Essentially, the bill would make fenced hunts illegal — a move that hunting groups say would hurt parts of the hunting community that should be supported and also set a dangerous legislative precedent.
“These hunts provide an opportunity to many, including our most deserving wounded warriors, those with special needs, the elderly, and youth who are physically unable to handle traditional hunts. For us, this is a ‘slippery slope’ as we can easily see planted upland game bird hunts next on the list,” the group’s letter pointed out.
In California, 52% of the state is public land; of that, 38.3%, or roughly 38.1 million acres, is open to public hunting.
Management, Data, and Revenue Red Flags
Another issue for hunters and wildlife managers pertains to the revenue from wild pig tags that would be lost by replacing them with a wild pig validation.
Current hunting regs require hunters to purchase a tag for every wild pig they kill with no limit on the number of tags purchased or pigs killed. Each resident tag costs $25.92 as of the 2021-2022 season. Non-resident wild pig tags are $86.97 per animal.
Under the new law, hunters would be able to purchase a single validation, akin to the duck stamp, which would allow the hunter to shoot as many wild pigs as they want. The cost would be $15 for residents and $50 for non-residents.
According to HOWL, that would add up to over $1 million in lost revenue, which would directly impact the annual funding available for programs and projects critical to the health of all big game species.

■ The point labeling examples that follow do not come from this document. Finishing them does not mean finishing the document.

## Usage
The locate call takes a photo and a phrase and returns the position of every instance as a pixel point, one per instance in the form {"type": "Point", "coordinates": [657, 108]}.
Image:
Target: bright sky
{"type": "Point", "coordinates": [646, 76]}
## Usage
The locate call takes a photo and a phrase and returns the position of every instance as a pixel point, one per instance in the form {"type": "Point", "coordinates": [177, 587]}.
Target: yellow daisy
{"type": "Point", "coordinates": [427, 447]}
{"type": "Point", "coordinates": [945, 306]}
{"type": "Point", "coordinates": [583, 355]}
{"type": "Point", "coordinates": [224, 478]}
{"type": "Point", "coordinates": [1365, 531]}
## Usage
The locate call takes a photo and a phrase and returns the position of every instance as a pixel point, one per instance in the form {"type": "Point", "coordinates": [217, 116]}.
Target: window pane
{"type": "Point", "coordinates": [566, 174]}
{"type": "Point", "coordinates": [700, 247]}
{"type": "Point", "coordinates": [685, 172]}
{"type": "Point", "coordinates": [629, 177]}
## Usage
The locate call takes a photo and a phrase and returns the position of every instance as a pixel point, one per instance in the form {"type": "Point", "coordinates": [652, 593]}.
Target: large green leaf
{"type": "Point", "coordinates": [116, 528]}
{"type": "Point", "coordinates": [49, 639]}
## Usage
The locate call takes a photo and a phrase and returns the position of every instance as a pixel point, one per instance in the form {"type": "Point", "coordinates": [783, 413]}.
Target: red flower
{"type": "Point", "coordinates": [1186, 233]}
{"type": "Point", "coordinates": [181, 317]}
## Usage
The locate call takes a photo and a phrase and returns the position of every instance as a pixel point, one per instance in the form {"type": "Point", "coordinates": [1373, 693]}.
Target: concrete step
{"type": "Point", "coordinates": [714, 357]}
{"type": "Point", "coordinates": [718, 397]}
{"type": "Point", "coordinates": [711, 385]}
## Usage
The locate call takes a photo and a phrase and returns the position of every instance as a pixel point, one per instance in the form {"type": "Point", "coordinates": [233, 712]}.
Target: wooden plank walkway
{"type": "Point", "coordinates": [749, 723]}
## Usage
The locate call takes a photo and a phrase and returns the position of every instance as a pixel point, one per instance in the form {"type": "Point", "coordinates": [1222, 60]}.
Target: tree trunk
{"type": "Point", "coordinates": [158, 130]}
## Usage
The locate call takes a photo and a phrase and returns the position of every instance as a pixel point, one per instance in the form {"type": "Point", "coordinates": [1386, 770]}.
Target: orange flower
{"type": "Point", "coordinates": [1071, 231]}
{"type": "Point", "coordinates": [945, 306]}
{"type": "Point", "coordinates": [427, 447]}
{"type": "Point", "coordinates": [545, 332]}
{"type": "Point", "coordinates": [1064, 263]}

Under current law, property owners must obtain a depredation permit in order to kill nuisance pigs and then report their kills. The new bill would remove those requirements.
Two issues arise from this: a lack of permitting opens the door to the no-holds-barred killing of an indeterminant number of wild pigs and a possible increase in poaching incidents; without harvest numbers, the DFW will have little to no data for implementing science-based management of wild pigs.
It is true that there is no bag limit or daily possession limit on wild pigs, but unchecked hunting of wild animals has never resulted in favorable outcomes; ask the American Bison.
Pouring even more salt in the wound, the new bill would reclassify wild pigs as exotic game mammals, and ask the DFW to create a new management plan for them — something that Whitwam believes is an unreasonable ask.
“The bill requires the DFW to prepare a management plan for wild pigs no later than January of 2024, which is not feasible. Here in California, they’re already working on management plans for deer, black bears, bobcats, and wild sheep. They don’t need to be working on a wild pig management plan at the same time.”
HOWL has organized an action alert for the public to weigh in on the bill.
“If the goals of this legislation are a single validation instead of tag sales, and improved access to depredation hunting for landowners, this legislation needs to be gutted and improved — so it must be stopped in its current form,” the organization’s website says.
Editor’s Note: This story has been updated to correct an error in the reported acreage of public land available to hunt in California.